请移步到我的Blog,获得更好的阅读体验!本文的链接请点这里
起因
我的博客系统的文章是直接使用gitbook保存的markdown文档,后端使用marked.js来解析markdown文档。
因为gitbook比较优秀,markdown进行了语法扩展,拿gitbook写文章也就更爽了。但是,这样问题就出现了,marked.js无法解析gitbook扩展的语法,所以我们就需要手动去解析这些扩展的markdown语法。
marked.js如何扩展语法?
想要扩展语法,也就需要深入了解marked.js的工作机制。
marked.js的工作机制:
创建Lexer(词法解析器)实例:
const lexer = new marked.Lexer()
lexer将markdown字符串解析成tokens(tokens是官方文档的叫法,按照我的理解应该是markdown节点(node)):
const tokens = lexer.lex(md)
接下来创建Parser(解析器)实例:
const parser = new marked.Parser()
调用parser.parse()来解析tokens,生成html字符串:
const html = parser.parse(tokens)
到这里,marked.js的工作机制就完了。
那么,我们需要修改的部分也就很清晰了,我们需要修改lexer的生成tokens函数、parser的解析函数以及渲染函数。
如何修改Lexer生成token的函数?
我看了marked.js的源码发现,lexer生成token的函数是一个名为token的函数,这个函数的代码是这样的:
marked.Lexer.prototype.token = function (src, top) {
src = src.replace(/^ +$/gm, '');
var next,
// ...;
while (src) {
// newline
if (cap = this.rules.newline.exec(src)) {
src = src.substring(cap[0].length);
if (cap[0].length > 1) {
this.tokens.push({
type: 'space'
});
}
}
// ...
}
//...
}
也就是,lexer用while循环来使用正则表达式进行判断是否符合语法,如果符合就push到tokens,然后切割字符串进行下次循环。我们就如法炮制一条正则表达式和循环中的代码块:
const customRules = {
hint: /^{% hint style="([a-z]+)" %}\n(.*)?(\n{% endhint %})/
}
// 将自定义的rule添加到词法解析器
marked.Lexer.rules = Object.assign(marked.Lexer.rules,customRules)

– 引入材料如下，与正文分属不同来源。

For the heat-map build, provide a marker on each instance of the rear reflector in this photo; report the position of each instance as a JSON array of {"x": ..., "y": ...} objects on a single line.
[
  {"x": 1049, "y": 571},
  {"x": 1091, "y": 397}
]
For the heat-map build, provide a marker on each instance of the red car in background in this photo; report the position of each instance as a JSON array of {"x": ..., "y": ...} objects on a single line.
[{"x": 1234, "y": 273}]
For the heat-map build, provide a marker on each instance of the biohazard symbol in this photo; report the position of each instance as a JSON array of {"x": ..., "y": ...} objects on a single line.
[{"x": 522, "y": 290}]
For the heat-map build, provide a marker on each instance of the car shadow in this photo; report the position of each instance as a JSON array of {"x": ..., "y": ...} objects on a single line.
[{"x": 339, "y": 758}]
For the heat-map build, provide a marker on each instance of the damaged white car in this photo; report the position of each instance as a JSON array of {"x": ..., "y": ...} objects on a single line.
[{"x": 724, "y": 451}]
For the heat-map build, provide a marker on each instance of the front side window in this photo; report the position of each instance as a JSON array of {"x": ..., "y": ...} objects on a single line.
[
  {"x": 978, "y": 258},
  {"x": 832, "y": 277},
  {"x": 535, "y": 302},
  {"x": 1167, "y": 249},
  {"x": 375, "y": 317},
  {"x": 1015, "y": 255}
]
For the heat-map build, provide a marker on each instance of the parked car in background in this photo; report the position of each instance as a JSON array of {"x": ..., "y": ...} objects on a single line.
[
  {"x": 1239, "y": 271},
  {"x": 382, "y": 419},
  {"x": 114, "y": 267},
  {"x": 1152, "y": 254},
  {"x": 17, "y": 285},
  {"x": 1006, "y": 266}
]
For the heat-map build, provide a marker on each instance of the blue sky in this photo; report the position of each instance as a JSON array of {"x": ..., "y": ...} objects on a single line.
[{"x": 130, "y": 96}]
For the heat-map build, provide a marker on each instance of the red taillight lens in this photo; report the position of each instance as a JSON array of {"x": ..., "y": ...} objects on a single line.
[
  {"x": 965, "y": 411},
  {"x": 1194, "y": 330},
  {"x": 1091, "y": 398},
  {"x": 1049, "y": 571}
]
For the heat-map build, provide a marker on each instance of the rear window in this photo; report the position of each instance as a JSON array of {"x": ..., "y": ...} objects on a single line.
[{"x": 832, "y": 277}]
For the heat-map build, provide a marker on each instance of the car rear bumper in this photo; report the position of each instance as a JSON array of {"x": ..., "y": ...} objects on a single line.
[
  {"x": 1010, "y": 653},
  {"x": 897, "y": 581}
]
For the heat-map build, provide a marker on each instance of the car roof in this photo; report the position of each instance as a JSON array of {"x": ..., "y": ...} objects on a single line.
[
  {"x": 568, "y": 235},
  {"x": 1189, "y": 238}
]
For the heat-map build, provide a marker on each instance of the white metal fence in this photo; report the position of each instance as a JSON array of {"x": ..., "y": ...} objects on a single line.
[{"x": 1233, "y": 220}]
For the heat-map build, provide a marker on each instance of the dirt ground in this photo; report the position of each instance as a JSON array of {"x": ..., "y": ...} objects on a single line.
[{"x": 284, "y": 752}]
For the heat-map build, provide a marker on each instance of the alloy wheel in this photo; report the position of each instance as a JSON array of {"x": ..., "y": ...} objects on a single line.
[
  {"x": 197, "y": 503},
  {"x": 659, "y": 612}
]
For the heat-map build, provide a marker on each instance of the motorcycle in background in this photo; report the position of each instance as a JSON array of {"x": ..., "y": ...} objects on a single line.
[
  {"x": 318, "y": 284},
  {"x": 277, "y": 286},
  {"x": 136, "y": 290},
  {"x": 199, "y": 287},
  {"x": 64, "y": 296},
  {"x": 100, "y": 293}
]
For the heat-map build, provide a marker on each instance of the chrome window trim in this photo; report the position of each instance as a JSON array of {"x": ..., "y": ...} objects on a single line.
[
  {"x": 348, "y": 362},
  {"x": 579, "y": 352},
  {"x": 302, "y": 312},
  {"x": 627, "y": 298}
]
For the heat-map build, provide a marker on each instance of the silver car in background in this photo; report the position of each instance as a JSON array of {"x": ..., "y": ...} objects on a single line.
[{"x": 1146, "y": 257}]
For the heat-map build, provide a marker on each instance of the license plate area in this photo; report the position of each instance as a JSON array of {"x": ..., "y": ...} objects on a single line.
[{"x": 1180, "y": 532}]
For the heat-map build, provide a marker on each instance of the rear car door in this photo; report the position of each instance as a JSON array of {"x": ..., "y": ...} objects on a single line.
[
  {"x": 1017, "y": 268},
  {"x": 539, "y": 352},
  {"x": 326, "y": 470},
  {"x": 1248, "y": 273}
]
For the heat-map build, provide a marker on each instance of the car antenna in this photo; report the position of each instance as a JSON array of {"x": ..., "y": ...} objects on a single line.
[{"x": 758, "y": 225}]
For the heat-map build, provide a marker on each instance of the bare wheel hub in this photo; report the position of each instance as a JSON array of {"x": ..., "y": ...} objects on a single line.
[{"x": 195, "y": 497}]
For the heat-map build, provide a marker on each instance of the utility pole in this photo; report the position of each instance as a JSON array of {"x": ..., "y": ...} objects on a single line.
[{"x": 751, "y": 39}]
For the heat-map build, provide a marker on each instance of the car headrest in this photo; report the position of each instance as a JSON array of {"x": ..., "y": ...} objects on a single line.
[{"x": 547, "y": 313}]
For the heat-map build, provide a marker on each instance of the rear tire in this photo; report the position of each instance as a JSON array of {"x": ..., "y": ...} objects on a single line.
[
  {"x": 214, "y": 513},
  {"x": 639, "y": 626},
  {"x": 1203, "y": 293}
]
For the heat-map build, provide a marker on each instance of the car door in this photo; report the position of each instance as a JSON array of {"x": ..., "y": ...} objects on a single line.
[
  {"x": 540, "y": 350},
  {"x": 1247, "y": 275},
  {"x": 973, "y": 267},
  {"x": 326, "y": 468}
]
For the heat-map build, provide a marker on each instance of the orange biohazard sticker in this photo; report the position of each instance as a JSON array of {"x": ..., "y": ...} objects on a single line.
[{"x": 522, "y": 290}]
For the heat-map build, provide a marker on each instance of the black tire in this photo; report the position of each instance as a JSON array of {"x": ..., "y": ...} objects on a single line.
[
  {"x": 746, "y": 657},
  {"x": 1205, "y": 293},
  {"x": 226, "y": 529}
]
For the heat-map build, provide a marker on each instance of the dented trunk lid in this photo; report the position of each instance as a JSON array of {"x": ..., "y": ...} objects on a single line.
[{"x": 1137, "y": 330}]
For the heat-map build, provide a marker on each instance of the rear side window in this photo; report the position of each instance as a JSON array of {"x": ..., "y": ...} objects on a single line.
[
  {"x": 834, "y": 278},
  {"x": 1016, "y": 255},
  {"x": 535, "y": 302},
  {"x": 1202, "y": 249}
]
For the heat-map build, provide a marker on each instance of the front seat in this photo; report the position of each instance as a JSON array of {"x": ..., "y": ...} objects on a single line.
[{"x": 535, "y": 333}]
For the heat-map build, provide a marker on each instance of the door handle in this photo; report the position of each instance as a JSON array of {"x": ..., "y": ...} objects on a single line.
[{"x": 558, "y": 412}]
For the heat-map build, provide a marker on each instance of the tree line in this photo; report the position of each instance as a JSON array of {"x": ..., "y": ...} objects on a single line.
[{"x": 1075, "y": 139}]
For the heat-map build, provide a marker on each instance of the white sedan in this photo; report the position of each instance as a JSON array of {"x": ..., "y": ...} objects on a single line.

const lexer = new marked.Lexer();
// 源代码是merge了新的block rules,所以需要在实例上再添加一次
/*
block.normal = merge({}, block);
function Lexer(options) {
this.tokens = [];
this.tokens.links = Object.create(null);
this.options = options || marked.defaults;
this.rules = block.normal;
}
*/
Object.assign(lexer.rules,customRules)
// 重写词法解析器
marked.Lexer.prototype.token = function (src, top) {
src = src.replace(/^ +$/gm, '');
var next,
//...;
while (src) {
// newline
if (cap = this.rules.newline.exec(src)) {
src = src.substring(cap[0].length);
if (cap[0].length > 1) {
this.tokens.push({
type: 'space'
});
}
}
// 我们扩展的hint语法
// hint
if (cap = this.rules.hint.exec(src)) {
var lastToken = this.tokens[this.tokens.length - 1];
src = src.substring(cap[0].length);
this.tokens.push({
type: 'hint',
state:cap[1],
text: cap[2]
});
continue;
}
}
//...
这样,词法解析器就修改完成了,接下来我们需要修改Parser的解析函数用来生成对应hint语法的html
如何修改Parser解析?
依然是翻源码,找到parser的解析函数:tok
marked.Parser.prototype.tok = function() {
switch (this.token.type) {
case 'space': {
return '';
}
case 'hr': {
return this.renderer.hr();
}
//...
}
//...
}
我们需要在switch中增加一个case:
marked.Parser.prototype.tok = function() {
switch (this.token.type) {
case 'space': {
return '';
}
case 'hint': {
return this.renderer.hint(this.token.state, this.token.text);
}
case 'hr': {
return this.renderer.hr();
}
//...
}
//...
}
这里的`this.renderer.hint`调用的是渲染器的函数,也就是让marked.js知道怎么渲染hint语法:
// 新建渲染器
const renderer = new marked.Renderer()
const hintState={
info:``,
warning: ``,
danger: ``,
success: ``
}
// 自定义语法的渲染函数
renderer.hint = (state, text) => {
return `
${text.replace(/\n/g,'
')}
`
}
最后,将renderer传递给marked.js:
marked.setOptions({ renderer })
这样,我们就新扩展了markdown的语法啦
例:
const md = `{% hint style="info" %}
1
{% endhint %}
{% hint style="warning" %}
2
{% endhint %}
{% hint style="danger" %}
3
{% endhint %}
{% hint style="success" %}
4
{% endhint %}`
marked(md)
展示出来就是这个样子:
{% hint style="warning" %}
上面的代码是不完整的,下面贴上完整的代码
{% endhint %}
import marked from 'marked'
import hljs from 'highlight.js'
const customRules = {
hint: /^{% hint style="([a-z]+)" %}\n(.*)?(\n{% endhint %})/
}
// 将自定义的rule添加到词法解析器
marked.Lexer.rules = Object.assign(marked.Lexer.rules,customRules)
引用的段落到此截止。